Everybody here speaks in the highest terms of the bravery displayed by the Manager, the late Mr. Dunn, in descending into the mine after the first explosion, and thus sacrificing his life to save the lives of others.  Much sympathy is expressed for his bereaved wife.  The land, indeed, may be said to be filled with lamentation and mourning. Nearly every family here lost some relation or friend by this terrible calamity.

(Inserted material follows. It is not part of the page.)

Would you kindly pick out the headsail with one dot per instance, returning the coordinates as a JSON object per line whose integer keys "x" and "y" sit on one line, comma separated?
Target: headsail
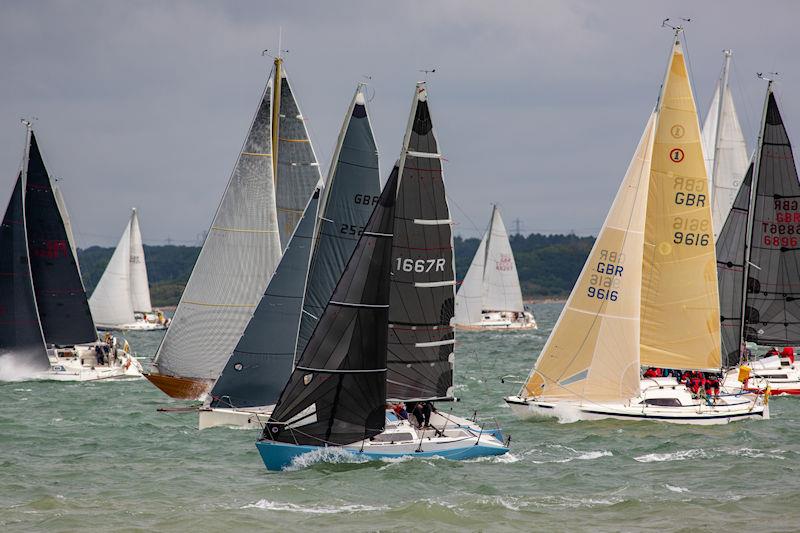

   The following is a list of the lost:
James Dunn, Manager, Philip Dunn, John Dunn, Thos. Glenwright, Joseph Richardson, (underground manager); John Bowen, Gaffer E. Burns, Geo. Burns, John Emery, Keneth Cameron, Archb. Cameron, John T. Elliott, Robert Duncan, Oliver McLeod, John Sinclair, James Cumming, Tim Howett, J. McKitchin, Alex Purvis, Jr., James Ramsay, D. McRae, D. Shaw, John Fraser, D. Halliday, D. McNeill, Hugh Gillis, J Campbell, Samuel Hall, Donald McDonald, John McDonald, Duncan  McDonald, John McDonald,  W. O'Brien, H. Freeman, J. McNeill, C. Nicholson, H. McGilvray, H. McDonald, A. Guy, Angus Smith, J. Ellis, Matt Loyle, Mathew Manning, Frederick Jones, J. Webb (colored), J. Delacy, Alexander McDonald, T. George Stewart, Finlay Stewart, W. Rogers, Andrew Fraser, Alex. Murray, Harvey Campbell, Colin McDonald - in all 59.  The following, being saved, were dangerously injured: Robert McLeod, John Bennett, Roderick McCharles.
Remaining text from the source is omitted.